Kerja sama antara perusahaan dan petani mitra juga dilindungi secara hukum karena dilakukan dengan kontrak dan nota kesepahaman yang jelas.
Penuhi prinsip praktik pertanian yang baik.
Wanto memaparkan, untuk menjadi petani mitra, ada sejumlah syarat yang harus diikuti. Syarat ini disepakati bersama. Tak hanya berorientasi pada produksi, tetapi juga merujuk pada Praktik Pertanian yang Baik atau Good Agriculture Practices (GAP) yang memiliki tiga pilar utama, crop, people, dan environment.
Crop terkait dengan cara berbudidaya tembakau yang berkesinambungan. Salah satu inisiatif dalam pilar crop adalah mekanisasi untuk mengurangi biaya produksi. Misalnya, memberikan bantuan cultivator, teknologi yang bisa mempercepat proses produksi, dan lain-lain.
Sementara itu, people berkaitan dengan keselamatan kerja, pencegahan pekerja anak, perlakuan yang adil, pendapatan dan waktu kerja yang lebih baik, kebebasan berserikat, dan pencegahan kerja paksa.
“Sebelum bermitra, petani bebas. Anak-anak dilibatkan dalam proses panen. Padahal, ada dampak terhadap kesehatan mereka. Biasanya, sepulang sekolah ada jeda sampai sore, mereka main ikut memproses tembakau.
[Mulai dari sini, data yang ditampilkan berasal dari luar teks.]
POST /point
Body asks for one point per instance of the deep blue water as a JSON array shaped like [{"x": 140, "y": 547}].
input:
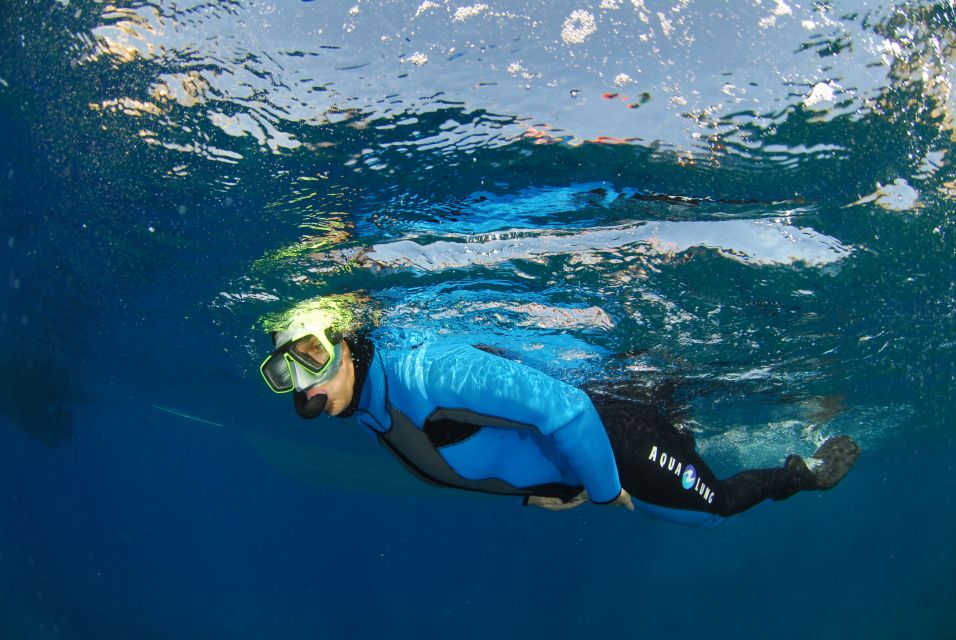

Setelah bermitra, kami membuat program Rumah Kreasi yang mencegah anak terlibat dalam proses ini,” papar Wanto.
Ia menyebutkan, anak-anak ikut bekerja karena mengikuti orang tua mereka.
“Di rumah enggak ada yang jaga, jadi ikut membantu orang tuanya,” lanjut dia.
Dengan adanya program ini, anak-anak diberikan berbagai kegiatan dan kesibukan, seperti pelajaran Bahasa Inggris melalui English Club. Selain itu, ada pula kegiatan yang mengasah keterampilan. Anak-anak diajarkandrum band, pencak silat, menari, dan lain-lain.
Hingga saat ini, kegiatan masih berlangsung melalui program Rumah Kreasi tersebut. Untuk proses ini juga tak mudah.
“Orang tua harus diberi pengertian. Prosesnya dua tahun, itu tantangan terberat karena persepsi selama ini ibunya justru bangga anaknya bisa membantu, bekerja,” ujar Wanto.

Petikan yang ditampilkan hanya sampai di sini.